This was published 6 months ago
Editorial
Defamation law reforms helpful, but they should be nationally uniform
In Australia, the media faces a formidable task breaking difficult stories given constraints such as weak freedom of information laws, lack of whistleblower protection and a plethora of defamation laws.
Just as the colonies went their own way building railway lines of different gauges in the 19th century, Australia’s defamation laws continue to differ between states and territories so much that your postcode can determine your success in court.
Despite some earlier legislative reforms, Sydney is Australia’s defamation hotspot and has emerged as one of the defamation capitals of the world.
But from July 1, the defamation laws in NSW and the ACT are changing in tandem to introduce new defences, including a defence to help Facebook page administrators fend off costly claims over comments by others. Victoria is among the states expected to follow suit, as are Queensland and Tasmania, but some jurisdictions – Western Australia, South Australia and the Northern Territory – won’t. The differences in the law mean in theory it will be easier to bring, and win, a defamation claim in some parts of the country than others.
According to the Herald’s legal affairs reporter Michaela Whitbourn, it hasn’t always been as confusing. In 2006, every state and territory in Australia introduced near-identical laws to create an almost uniform system of defamation laws across the country – but cracks emerged in 2021, and again in recent times as some high-profile cases turned on public interest defences.
The 2021 reforms, led by NSW, included a serious harm threshold to discourage trivial lawsuits, a new public interest defence designed to protect investigative journalism, measures to reduce payouts and provisions aimed at encouraging matters to be resolved outside court.
From Monday, the latest reforms make it easier for Facebook page administrators to fend off defamation claims over comments posted by others on their page, exempt liability for some online publishers, such as search engines generating non-sponsored links to websites they did not create, and provide greater protections to prevent sexual assault complainants and others being sued over reports to police.
Western Australia and the Northern Territory opted out of changes made in every other state and territory in 2021, and regrettably they are staying well away from the latest reforms. The two are now, in theory, the most plaintiff-friendly jurisdictions in the country.
Despite the blatantly obvious fact that the overwhelming majority of defamation cases now involve the internet, South Australia too is making itself a target for plaintiffs seeking a favourable outcome by not introducing laws relating to online publications.
University of Sydney professor David Rolph said it was not defensible in a country of 27 million to have so many defamation laws as it increased costs and encouraged people to go forum-shopping to find a jurisdiction in which they considered their claim would receive a favourable hearing and succeed. We agree.
Defamation law is crucial to regulating a free press. Citizens must have access to the courts to demand compensation from the media for malicious damage to their reputations. Media companies should not hide behind legal arguments when genuine mistakes are made.
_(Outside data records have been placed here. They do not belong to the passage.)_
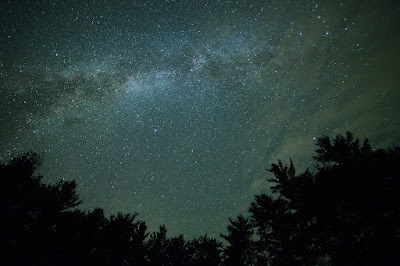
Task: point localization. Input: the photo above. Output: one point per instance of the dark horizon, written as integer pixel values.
(174, 109)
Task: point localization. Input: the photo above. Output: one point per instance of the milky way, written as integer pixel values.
(174, 109)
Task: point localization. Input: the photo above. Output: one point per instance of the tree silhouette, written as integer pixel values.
(204, 251)
(345, 213)
(241, 247)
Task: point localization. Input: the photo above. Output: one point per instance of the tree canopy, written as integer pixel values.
(344, 211)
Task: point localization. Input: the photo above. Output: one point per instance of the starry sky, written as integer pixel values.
(174, 109)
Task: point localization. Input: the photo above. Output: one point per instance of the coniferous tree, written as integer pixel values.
(241, 247)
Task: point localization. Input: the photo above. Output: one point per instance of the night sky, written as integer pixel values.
(174, 109)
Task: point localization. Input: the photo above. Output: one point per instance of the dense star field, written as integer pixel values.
(174, 109)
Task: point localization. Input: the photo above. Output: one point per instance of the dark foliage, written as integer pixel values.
(345, 212)
(41, 226)
(241, 248)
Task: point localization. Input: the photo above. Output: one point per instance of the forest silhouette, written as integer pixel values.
(344, 211)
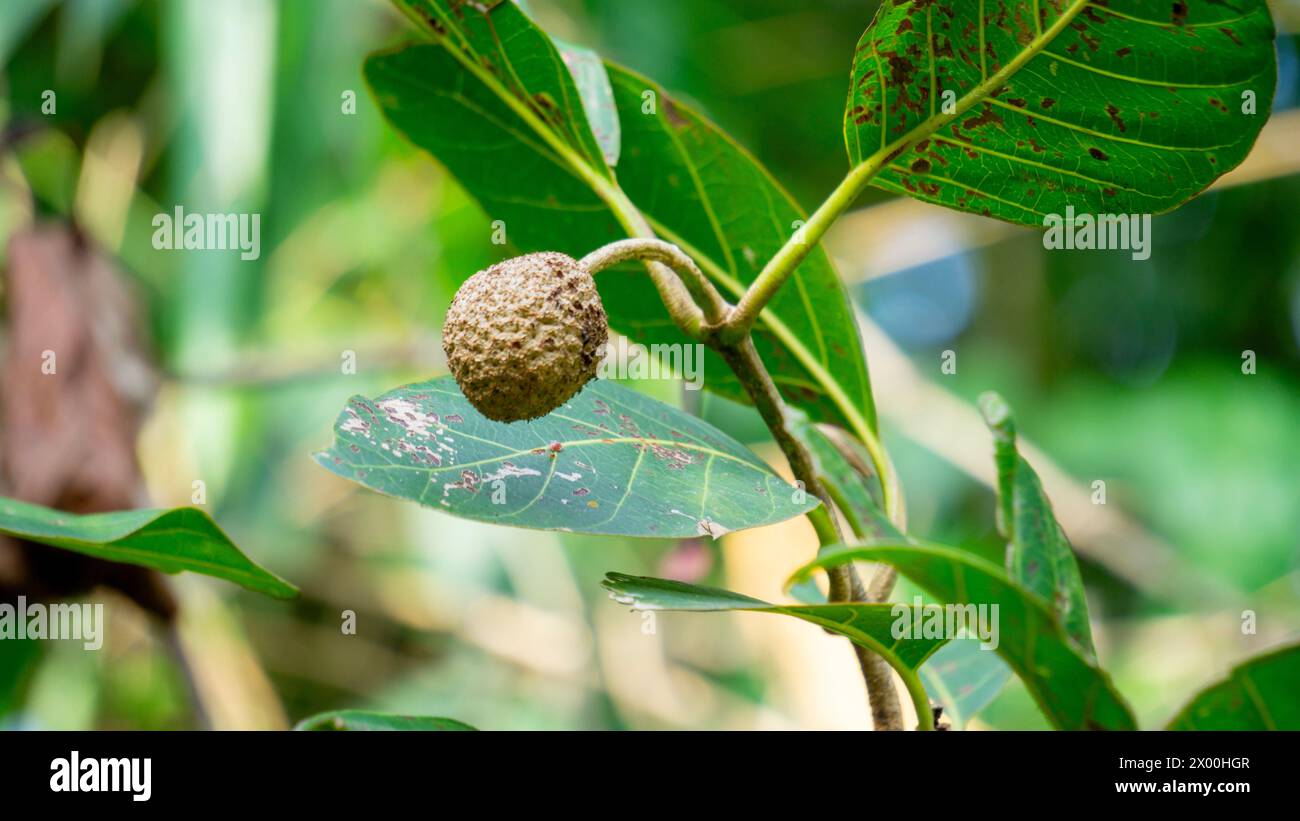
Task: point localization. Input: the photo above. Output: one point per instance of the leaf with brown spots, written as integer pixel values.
(609, 461)
(1256, 695)
(1103, 105)
(677, 172)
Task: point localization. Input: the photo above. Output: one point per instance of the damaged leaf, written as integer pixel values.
(607, 461)
(677, 172)
(1038, 552)
(1023, 108)
(1259, 694)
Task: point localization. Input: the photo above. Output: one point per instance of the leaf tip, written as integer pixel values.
(996, 412)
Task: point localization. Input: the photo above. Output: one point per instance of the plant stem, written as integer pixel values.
(645, 250)
(845, 585)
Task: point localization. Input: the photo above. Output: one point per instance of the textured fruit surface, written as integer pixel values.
(525, 335)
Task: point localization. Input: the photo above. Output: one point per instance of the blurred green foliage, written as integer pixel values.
(1127, 373)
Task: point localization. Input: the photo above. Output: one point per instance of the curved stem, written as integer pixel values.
(845, 585)
(648, 250)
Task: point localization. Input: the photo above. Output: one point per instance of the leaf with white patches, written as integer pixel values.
(609, 461)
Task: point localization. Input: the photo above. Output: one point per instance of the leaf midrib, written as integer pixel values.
(869, 168)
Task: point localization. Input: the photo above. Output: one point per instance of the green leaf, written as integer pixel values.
(503, 50)
(597, 95)
(1070, 690)
(169, 541)
(844, 479)
(705, 192)
(609, 461)
(1257, 695)
(1118, 107)
(554, 191)
(869, 625)
(362, 720)
(1038, 551)
(965, 678)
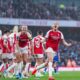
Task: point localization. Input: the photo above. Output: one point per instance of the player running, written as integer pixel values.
(53, 39)
(38, 50)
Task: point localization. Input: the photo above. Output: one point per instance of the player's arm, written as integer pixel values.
(29, 36)
(32, 46)
(64, 41)
(5, 43)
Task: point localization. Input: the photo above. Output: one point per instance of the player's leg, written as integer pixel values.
(50, 55)
(55, 63)
(39, 61)
(26, 61)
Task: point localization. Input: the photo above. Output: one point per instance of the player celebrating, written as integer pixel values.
(53, 39)
(38, 50)
(24, 36)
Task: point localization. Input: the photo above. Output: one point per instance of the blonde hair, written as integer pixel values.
(15, 29)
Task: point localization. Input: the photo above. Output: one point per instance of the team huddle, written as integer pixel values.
(18, 48)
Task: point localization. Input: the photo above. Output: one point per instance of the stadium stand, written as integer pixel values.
(47, 9)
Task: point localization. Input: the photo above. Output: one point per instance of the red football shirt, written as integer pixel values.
(53, 39)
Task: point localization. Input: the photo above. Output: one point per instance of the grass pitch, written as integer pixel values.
(74, 75)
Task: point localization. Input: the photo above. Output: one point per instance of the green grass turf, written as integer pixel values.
(60, 76)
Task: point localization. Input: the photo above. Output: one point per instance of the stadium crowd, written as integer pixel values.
(30, 10)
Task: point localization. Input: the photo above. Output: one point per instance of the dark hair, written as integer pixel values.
(39, 32)
(6, 31)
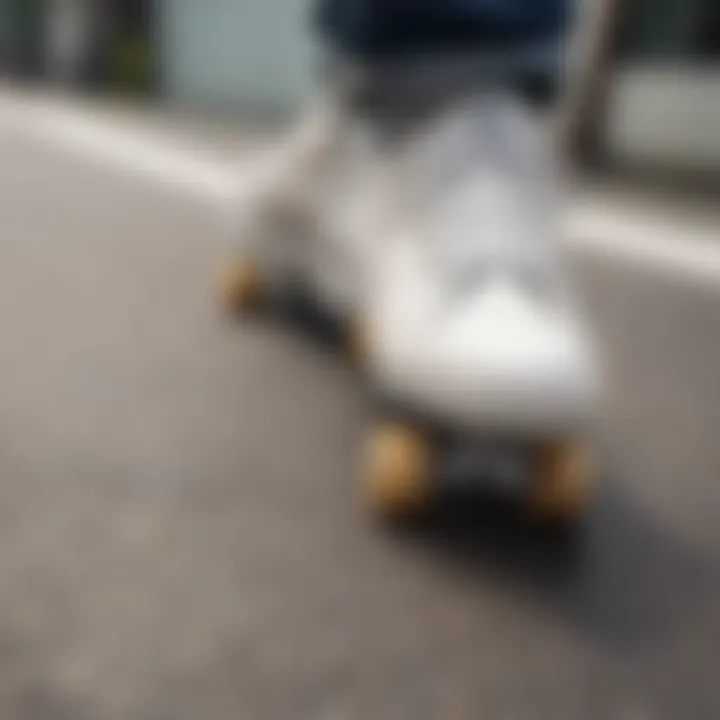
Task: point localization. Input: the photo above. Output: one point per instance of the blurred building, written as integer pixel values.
(252, 54)
(660, 67)
(106, 43)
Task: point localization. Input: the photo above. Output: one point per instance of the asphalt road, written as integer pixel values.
(180, 535)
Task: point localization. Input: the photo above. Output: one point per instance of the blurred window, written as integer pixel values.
(672, 30)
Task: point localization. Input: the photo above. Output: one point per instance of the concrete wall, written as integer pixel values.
(667, 115)
(249, 54)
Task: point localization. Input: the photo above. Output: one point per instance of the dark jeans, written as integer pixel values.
(377, 29)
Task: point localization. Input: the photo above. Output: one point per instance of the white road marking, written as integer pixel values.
(681, 249)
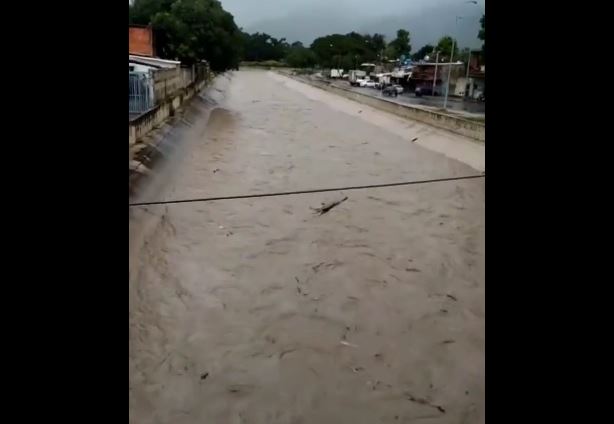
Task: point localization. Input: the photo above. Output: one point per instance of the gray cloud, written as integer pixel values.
(304, 20)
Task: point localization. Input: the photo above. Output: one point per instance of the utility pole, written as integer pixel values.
(435, 76)
(467, 76)
(445, 100)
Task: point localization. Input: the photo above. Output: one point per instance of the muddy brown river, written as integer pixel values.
(261, 311)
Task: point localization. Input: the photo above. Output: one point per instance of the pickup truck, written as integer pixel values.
(355, 75)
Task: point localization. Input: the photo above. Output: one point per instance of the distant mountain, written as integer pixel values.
(426, 25)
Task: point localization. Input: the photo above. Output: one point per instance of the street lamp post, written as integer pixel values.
(467, 75)
(435, 76)
(445, 100)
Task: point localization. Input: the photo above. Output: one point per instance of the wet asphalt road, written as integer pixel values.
(410, 98)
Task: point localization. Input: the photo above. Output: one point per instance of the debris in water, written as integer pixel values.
(425, 403)
(326, 207)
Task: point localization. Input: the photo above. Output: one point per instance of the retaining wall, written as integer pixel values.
(144, 123)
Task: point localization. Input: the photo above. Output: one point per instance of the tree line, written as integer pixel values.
(194, 30)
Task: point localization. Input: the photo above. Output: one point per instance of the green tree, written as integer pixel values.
(400, 45)
(261, 46)
(444, 46)
(191, 30)
(425, 50)
(300, 57)
(482, 33)
(347, 51)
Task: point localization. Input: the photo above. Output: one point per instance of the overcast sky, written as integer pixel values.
(304, 20)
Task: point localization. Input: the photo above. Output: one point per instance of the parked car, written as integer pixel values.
(390, 91)
(425, 91)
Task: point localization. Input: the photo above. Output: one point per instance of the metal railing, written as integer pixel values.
(140, 92)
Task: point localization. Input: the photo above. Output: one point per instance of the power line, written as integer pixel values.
(288, 193)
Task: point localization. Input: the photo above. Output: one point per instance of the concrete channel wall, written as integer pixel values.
(144, 123)
(465, 127)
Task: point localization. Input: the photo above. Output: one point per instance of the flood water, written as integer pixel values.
(261, 311)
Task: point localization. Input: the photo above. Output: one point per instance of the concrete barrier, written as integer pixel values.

The Herald acknowledges that some readers may find this editorial self-serving. However, we also recognise that while media is not always popular in Australia, most people can see the value for our democracy in having a free press. While it is to be regretted that Western Australia, South Australia and the Northern Territory have chosen to stand aside, we welcome reforms making defamation law more uniform, not least because they help us investigate and expose cases of injustice and fraud with more certainty.